QUANTUM Dispute Separately, ZCCM-IH, which is 77% state-owned, is suing Canadian company First Quantum for $1.4-billion over claims that First Quantum wrongly borrowed $2.3-billion from its local copper mining subsidiary Kansanshi Mining.
The long-running claim by ZCCM-IH includes $228-million in interest on the loan as well as 20% of the principal amount, or $570-million and talks over a possible settlement began earlier this year.
ZCCM-IH alleged in court papers filed last year that First Quantum used the money as cheap financing for other operations while First Quantum has said the loans were granted at a fair market rate.
Kasolo said an out-of-court settlement might yet be reached but the court case would continue to run in parallel with discussions.
“We want a win-win situation. We don’t want to kill the mine,” he said.
Beyond the spat between ZCCM-IH and foreign mining multinationals, critics point to the fact that poverty in Zambia has never been this worse; currently at a mind-boggling 86 percent. Zambians find it difficult to reconcile the contradiction that they live in “the richest yet poorest country in the world.” Radical critics even go as far as to suggest that their country’s poverty “is now an unwritten state policy under the pro-capitalist and pro-business PF [Patriotic Front] government; where mining concessions and investment/trade decisions are all made and given to the benefit of the multinational mining corporations without any thought to what the Zambian people will benefit, if anything.”

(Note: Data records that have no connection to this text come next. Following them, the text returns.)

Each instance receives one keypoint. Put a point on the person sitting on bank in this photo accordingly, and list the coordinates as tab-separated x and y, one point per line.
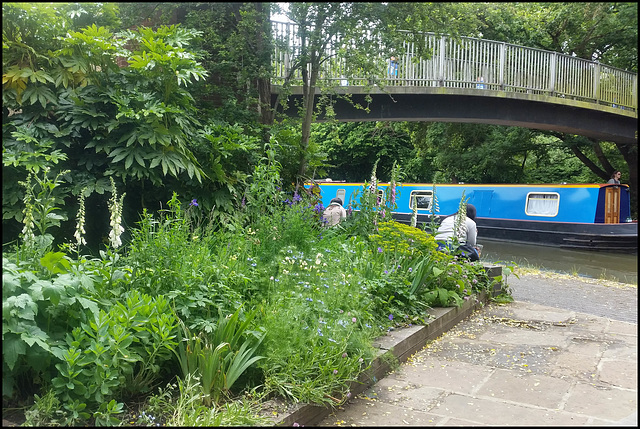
467	234
615	178
334	213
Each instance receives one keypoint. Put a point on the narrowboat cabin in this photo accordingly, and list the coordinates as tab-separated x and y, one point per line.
578	216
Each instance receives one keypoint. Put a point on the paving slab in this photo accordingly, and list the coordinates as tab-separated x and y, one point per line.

Even the state believes that Zambia has been losing over US$10 billion from tax evasion, unchecked profit externalization, just as environmentalists and mining communities have been mobilizing against the unseen slow effects of pollution and environmental degradation which the quasi-official environmental watchdog ZEMA always waives off as “normal pollution levels.” That’s cold comfort for people in mining areas who continue to suffer from all sorts of pollution-related illness and have no access to proper healthcare that is available to the privileged now.
The backdrop to renewed quest for “resource nationalism” is the realization that the digging and “looting of our mines”, the raping of our land (according to critics) goes on and on; billions which could go to provision of free education, healthcare, infrastructure housing development and much more, may have been siphoned out of Zambia by mining companies, as a small local political elite and bureaucratic elites benefit. The gaping holes, empty craters, polluted rivers, and mass poverty that liter Zambia should push mining companies to sincerely make “social license” from the mining communities, not just the state, a critical calculus of its bottom line. Failure to make this calculation got miners in trouble in Tanzania, following the ascension to power by President John Magufuli in 2016.